Operator: Your next question is from (Vivian Quo) with CNN.

(Vivian Quo): Yes, sir, could you tell me a little bit about the chain of command here, so would it be NOAA who first identifies the, the, the danger and then alerts BP and then alerts you? How does that work?

Thad Allen: We’re all pretty much co-located. Let me – we have two incident command posts, one in Houma, Louisiana, the other ones in Mobile, Alabama; between those two command posts they cover Louisiana, Mississippi, Alabama and Florida. Above them is what we call an area of unified command that is in New Orleans. And it co-located at all those command posts are folks from NOAA, Commerce, BP, the state and in some cases parish and other representatives.

They meet everyday, get an operations brief, and we would all be watching – this would be a jointly agreed upon decision when the thresholds were met, all of the stakeholders would be included that are all right here, included now in the response operations. The larger issue though would be that, that chain for the response actually comes up to me as a National Incident Commander and at the same time we could be activating Stafford Act Response headed by FEMA, both of us under Secretary Nalpolitano at Department of Homeland Security.

So it’s going to be critical that FEMA, the Coast Guard and the National Incident Command are integrating everything they do and that’s been the subject of an intense discussions planning and coordination for a number of weeks now and the goal would be to integrate the response operations with hurricane response, keeping in tact the chain of command for the oil response but being integrated and understanding what FEMA was trying to do on the Stafford Act aside. Was that responsive?

Operator: We now have a follow up from Mark Seibel with McClatchy.

Mark Seibel: I’m sorry, Admiral, to have to ask this again, either you didn’t answer it or I forgot to write down the answer. How many hours do the Development Driller rigs need to – in a storm warning.

Thad Allen: I think right now – let me repeat all. Discover Enterprise we indicate would be 114 hours, Development Driller 3 which is the lead driller for the relief well would be 104 hours, the Q4000 would be 56 hours, and right now I have Development Driller 2 and the sheet I have in front of me at 143 hours which exceeds the 120 hour time limit.

So we'll get a check on that and get to back to you. And would you like to the restart times?

Male: Great.

Thad Allen: Once they're back on sea to restart it would be 38 hours for Discover Enterprise, 72 hours for the Development Driller 2, 72 hours for Development Driller 3, and 90 hours for the Q4000.

That has to do with the fact that they have the Grandry arm that does the flaring. My guess is the difference between the Development Driller III and II time is dependent on where they're at and the types of drill equipment. They're not quite same configuration. They're very close but they're two different designs in their vessel.

Male: OK.

Joe Klinker: Operator this will be the last question.

Operator: OK, our last question comes from the CNBC Nightly News by Kerrie Sanders.
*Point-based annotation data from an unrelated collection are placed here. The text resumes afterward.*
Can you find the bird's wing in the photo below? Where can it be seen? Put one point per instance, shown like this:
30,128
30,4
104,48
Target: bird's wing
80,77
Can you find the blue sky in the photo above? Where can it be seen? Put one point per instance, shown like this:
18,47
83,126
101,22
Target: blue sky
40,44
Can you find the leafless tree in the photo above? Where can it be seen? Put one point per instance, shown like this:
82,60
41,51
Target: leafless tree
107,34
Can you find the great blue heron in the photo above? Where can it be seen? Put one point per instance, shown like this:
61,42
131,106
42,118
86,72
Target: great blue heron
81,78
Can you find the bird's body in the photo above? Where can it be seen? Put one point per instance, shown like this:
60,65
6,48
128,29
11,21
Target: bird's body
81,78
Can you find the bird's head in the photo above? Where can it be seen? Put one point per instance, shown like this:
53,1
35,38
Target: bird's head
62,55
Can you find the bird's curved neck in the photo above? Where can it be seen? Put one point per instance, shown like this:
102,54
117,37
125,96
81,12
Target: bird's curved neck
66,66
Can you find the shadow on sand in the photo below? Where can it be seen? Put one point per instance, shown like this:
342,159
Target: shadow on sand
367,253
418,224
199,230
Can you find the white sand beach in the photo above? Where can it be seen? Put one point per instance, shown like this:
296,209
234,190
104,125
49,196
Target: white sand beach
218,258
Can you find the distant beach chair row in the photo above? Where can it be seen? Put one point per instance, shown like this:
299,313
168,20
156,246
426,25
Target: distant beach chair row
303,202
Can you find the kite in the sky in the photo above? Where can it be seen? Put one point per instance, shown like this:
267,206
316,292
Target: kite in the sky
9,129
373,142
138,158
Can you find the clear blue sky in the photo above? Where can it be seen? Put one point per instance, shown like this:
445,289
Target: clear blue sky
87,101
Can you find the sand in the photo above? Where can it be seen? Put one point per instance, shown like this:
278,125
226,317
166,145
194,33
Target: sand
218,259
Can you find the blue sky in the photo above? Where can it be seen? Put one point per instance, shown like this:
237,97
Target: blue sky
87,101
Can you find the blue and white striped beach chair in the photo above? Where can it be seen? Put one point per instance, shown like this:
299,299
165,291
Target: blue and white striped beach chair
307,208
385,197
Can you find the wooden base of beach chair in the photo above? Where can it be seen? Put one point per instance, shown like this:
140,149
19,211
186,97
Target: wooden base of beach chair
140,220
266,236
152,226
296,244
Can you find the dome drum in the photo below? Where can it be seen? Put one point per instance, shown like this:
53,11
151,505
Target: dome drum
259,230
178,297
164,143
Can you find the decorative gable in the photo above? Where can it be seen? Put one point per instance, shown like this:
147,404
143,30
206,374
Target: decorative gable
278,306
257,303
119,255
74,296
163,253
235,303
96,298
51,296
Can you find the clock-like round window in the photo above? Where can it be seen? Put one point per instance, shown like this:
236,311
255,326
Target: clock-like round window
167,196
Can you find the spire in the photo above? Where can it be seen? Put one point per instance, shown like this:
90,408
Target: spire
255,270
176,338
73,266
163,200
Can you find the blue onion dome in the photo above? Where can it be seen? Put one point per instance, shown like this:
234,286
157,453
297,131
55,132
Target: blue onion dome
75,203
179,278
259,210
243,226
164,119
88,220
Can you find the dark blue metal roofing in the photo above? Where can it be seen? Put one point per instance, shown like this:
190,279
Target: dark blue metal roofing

Kerrie Sanders: With the 120 hour sort of window that you're working in and with the information that the folks at the National Hurricane Center are providing can you currently say that that 120 hours will begin sometime on Sunday between noon and four or when is it with the data you currently have, when would that 120 hours kick in with the movement of the storm with the current of uncertainty.

Thad Allen: Well where it's at right now we don’t have any indication that we would reach gale force winds at the well bore as the storm passes. If we get an indication that we have a chance for gale force winds at the wellhead, a 120 hours out in advance that’s when we'll make the decision.

Of right now we have not meet that threshold. Is that responsive?

Operator: Your line is closed. Sir you may continue.

Thad Allen: The next question?

Operator: There are not further questions.